Description
The lecture will show how architecture, sculpture and painting interact to form a new language that is at once spiritual, political and artistic. It will not simply be a matter of visiting monuments, but of discovering the images that have shaped the Romanesque character of Poitou.
Between the year 1000 and the 12th century, Poitou became one of the first major centres of Romanesque art in France. Churches, abbeys and shrines there bear witness to a tremendous surge in building activity, driven by pilgrimages, the veneration of relics, religious reforms, major workshops and the patronage of the powerful.
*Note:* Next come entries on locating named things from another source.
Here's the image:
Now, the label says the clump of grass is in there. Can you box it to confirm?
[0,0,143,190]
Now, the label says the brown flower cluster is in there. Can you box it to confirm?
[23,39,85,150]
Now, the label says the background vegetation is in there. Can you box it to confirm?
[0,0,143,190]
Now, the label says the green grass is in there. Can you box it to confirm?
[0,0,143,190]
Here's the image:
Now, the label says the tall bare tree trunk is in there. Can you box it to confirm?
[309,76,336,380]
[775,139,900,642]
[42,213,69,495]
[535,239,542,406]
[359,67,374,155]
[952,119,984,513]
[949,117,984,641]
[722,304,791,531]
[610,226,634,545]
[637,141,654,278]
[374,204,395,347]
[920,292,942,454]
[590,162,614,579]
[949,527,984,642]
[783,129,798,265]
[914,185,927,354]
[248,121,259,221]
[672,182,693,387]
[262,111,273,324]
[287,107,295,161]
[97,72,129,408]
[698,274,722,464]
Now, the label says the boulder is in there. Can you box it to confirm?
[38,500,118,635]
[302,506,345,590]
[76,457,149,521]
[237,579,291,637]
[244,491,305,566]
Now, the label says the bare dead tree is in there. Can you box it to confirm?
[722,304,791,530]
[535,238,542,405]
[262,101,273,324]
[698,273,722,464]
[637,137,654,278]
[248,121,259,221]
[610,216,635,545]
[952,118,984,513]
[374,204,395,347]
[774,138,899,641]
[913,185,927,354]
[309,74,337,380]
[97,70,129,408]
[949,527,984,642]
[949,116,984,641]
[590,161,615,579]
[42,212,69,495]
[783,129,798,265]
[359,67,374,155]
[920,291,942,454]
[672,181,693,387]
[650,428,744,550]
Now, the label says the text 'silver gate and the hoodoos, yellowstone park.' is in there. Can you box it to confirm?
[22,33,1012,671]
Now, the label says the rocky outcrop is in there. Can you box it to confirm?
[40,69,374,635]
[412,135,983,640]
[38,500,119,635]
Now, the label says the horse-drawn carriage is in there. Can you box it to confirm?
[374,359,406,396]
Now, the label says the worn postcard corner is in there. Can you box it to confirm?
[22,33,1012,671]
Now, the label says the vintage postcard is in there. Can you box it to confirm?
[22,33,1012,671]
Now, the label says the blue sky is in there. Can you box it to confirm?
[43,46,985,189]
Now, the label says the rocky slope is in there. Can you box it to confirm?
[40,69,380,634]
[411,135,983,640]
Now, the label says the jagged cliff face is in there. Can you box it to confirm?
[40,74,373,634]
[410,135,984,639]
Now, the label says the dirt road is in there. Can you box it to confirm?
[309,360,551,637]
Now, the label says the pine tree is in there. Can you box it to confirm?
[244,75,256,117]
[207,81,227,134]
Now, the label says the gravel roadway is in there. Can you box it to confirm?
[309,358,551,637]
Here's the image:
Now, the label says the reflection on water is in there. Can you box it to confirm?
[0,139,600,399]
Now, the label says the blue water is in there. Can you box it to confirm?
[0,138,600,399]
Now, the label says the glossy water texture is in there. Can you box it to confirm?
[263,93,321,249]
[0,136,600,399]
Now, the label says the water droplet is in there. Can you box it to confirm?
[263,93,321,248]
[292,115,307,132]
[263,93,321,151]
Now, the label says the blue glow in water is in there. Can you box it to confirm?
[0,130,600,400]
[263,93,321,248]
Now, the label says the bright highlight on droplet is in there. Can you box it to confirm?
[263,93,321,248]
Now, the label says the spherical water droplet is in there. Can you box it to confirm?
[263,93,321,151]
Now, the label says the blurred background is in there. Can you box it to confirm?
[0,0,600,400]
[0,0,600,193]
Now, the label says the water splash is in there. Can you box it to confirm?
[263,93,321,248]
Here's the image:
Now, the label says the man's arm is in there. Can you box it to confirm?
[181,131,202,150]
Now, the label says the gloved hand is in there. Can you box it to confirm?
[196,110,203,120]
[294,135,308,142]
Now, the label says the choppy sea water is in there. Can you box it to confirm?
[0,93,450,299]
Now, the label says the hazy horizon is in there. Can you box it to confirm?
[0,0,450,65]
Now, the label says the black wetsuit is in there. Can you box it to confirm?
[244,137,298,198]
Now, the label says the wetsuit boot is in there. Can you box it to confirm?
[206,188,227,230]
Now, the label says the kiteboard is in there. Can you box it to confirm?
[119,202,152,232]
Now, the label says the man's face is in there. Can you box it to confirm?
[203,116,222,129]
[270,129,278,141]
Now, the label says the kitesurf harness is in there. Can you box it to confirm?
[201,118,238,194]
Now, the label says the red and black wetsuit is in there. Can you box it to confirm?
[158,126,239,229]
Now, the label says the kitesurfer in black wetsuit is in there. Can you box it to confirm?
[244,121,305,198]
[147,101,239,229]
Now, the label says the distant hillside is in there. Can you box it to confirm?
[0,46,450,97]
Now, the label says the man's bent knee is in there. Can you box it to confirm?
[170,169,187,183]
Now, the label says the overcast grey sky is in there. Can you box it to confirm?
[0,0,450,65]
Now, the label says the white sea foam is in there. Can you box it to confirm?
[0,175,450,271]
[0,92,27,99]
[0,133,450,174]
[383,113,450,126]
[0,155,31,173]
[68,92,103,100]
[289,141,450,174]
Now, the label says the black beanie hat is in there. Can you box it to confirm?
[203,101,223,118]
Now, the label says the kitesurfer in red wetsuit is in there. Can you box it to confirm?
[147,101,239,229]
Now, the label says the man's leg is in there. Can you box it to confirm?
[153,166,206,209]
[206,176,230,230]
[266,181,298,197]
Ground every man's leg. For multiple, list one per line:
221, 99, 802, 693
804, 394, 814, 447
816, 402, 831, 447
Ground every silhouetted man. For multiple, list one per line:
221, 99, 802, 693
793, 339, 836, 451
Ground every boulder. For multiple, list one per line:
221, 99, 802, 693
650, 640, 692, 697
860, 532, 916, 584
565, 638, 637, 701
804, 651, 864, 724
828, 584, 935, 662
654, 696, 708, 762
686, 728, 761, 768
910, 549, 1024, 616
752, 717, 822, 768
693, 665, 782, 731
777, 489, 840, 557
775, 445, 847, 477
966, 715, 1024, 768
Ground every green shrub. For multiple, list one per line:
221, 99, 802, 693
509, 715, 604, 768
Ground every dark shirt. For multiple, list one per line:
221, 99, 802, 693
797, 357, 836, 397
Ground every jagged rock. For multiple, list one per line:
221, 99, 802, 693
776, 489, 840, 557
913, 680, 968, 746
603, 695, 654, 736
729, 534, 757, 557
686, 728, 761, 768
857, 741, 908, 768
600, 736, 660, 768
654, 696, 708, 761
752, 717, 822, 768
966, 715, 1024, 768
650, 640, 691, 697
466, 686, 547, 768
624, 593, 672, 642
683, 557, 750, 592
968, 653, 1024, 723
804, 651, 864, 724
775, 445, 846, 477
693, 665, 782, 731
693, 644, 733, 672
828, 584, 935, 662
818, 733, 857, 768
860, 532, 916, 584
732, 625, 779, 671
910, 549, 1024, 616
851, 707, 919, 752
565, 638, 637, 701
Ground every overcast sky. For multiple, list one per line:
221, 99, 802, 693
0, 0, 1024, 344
The lecture will show how architecture, sculpture and painting interplay to form a new language that is at once spiritual, political and artistic. From Saint-Hilaire-le-Grand to Saint-Savin, from Charroux to Notre-Dame-la-Grande via Maillezais and the Mellois region, the focus will not merely be on visiting monuments, but on discovering the people, the building sites, the forms and the images that shaped the Romanesque character of Poitou.
Chloé Banlier is a PhD student at the Centre for Advanced Studies in Medieval Civilisation (UMR 7302, University of Poitiers – CNRS), under the supervision of Marcello Angheben. Her research, which she has been conducting since 2015, focuses on the modillions of Romanesque churches in Poitou.
As an independent art historian and lecturer, she carries out studies and projects for local authorities and organisations across the Poitou region.